How2Everything: Mining the Web for How-To Procedures to Evaluate and Improve LLMs
Yapei Chang, Kyle Lo, Mohit Iyyer, Luca Soldaini
TL;DR
How2Everything presents a scalable, end-to-end framework to mine, evaluate, and improve real-world, goal-conditioned step-by-step procedures for LLMs. By integrating How2Mine for web-scale data collection, How2Bench for evaluation, How2Score for validity scoring, and How2Judge for scalable judging, together with RL using How2Score rewards, the approach demonstrates substantial improvements in procedural validity across models and training stages. The framework reveals clear scaling trends, robust cross-judge performance, and gains that persist on standard benchmarks, suggesting a practical closed-loop for capability evaluation and improvement guided by web-derived procedural data.
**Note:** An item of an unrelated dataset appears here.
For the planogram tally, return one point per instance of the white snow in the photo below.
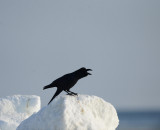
(15, 109)
(73, 113)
Overall, the work shows that pretraining on web data can seed scalable evaluation and improvement loops for a core user-facing capability in LLMs: reliable, executable how-to procedures.
Abstract
Generating step-by-step "how-to" procedures is a key LLM capability: how-to advice is commonly requested in chatbots, and step-by-step planning is critical for reasoning over complex tasks. Yet, measuring and improving procedural validity at scale on real-world tasks remains challenging and understudied. To address this, we introduce How2Everything, a scalable framework to evaluate and improve goal-conditioned procedure generation. Our framework includes How2Mine, which mines 351K procedures from 980K web pages across 14 topics and readily scales to larger corpora. From this pool we build How2Bench, a 7K-example evaluation set balanced across topics. To reliably score model outputs, we develop How2Score, an evaluation protocol that uses an LLM judge to detect whether a generation contains any critical failure that would prevent achieving the goal. For low-cost, reproducible evaluation, we distill a frontier model into an open 8B model, achieving 80.5% agreement with human annotators. How2Bench reveals clear scaling trends across model sizes and training stages, providing signal early in pretraining. Finally, RL using How2Score as a reward improves performance on How2Bench by >10 points across three models without systematic regressions on standard benchmarks, with gains robust to superficial source-document memorization or format compliance. Taken together, How2Everything shows how pretraining web data can support a closed loop of capability evaluation and improvement at scale.